Abstract:When making decisions, people often overlook critical information or are overly swayed by irrelevant information. A common approach to mitigate these biases is to provide decision-makers, especially professionals such as medical doctors, with decision aids, such as decision trees and flowcharts. Designing effective decision aids is a difficult problem. We propose that recently developed reinforcement learning methods for discovering clever heuristics for good decision-making can be partially leveraged to assist human experts in this design process. One of the biggest remaining obstacles to leveraging the aforementioned methods for improving human decision-making is that the policies they learn are opaque to people. To solve this problem, we introduce AI-Interpret: a general method for transforming idiosyncratic policies into simple and interpretable descriptions. Our algorithm combines recent advances in imitation learning and program induction with a new clustering method for identifying a large subset of demonstrations that can be accurately described by a simple, high-performing decision rule. We evaluate our new AI-Interpret algorithm and employ it to translate information-acquisition policies discovered through metalevel reinforcement learning.
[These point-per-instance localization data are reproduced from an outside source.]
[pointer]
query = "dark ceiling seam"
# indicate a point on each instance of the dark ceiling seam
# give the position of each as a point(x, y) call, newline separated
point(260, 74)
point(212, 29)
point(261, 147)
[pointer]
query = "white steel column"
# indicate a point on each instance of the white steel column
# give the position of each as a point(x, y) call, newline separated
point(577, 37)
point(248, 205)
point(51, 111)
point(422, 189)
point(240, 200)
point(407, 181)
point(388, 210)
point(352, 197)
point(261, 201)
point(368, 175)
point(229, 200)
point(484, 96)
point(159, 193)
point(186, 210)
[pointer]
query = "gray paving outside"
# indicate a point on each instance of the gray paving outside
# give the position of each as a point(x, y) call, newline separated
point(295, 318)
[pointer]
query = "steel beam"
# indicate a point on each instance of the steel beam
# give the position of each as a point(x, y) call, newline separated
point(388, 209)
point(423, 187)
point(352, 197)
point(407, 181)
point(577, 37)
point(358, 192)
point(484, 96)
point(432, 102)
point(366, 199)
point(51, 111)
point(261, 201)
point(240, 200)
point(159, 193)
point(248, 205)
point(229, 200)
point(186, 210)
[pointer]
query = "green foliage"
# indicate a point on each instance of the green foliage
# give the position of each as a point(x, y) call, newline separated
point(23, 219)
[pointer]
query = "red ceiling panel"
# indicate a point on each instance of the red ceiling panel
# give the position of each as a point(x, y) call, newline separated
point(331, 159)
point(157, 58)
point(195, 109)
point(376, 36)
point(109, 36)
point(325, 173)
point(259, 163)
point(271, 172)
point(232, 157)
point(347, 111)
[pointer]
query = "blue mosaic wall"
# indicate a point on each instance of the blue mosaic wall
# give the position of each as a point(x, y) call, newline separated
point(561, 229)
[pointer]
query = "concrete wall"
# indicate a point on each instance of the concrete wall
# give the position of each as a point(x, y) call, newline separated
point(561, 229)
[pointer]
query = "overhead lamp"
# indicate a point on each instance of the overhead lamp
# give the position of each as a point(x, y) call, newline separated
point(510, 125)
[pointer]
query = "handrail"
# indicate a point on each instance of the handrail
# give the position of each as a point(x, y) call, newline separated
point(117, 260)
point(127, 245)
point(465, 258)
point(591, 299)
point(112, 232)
The results of three large behavioral experiments showed that the provision of decision rules as flowcharts significantly improved people's planning strategies and decisions across three different classes of sequential decision problems. Furthermore, a series of ablation studies confirmed that our AI-Interpret algorithm was critical to the discovery of interpretable decision rules and that it is ready to be applied to other reinforcement learning problems. We conclude that the methods and findings presented in this article are an important step towards leveraging automatic strategy discovery to improve human decision-making.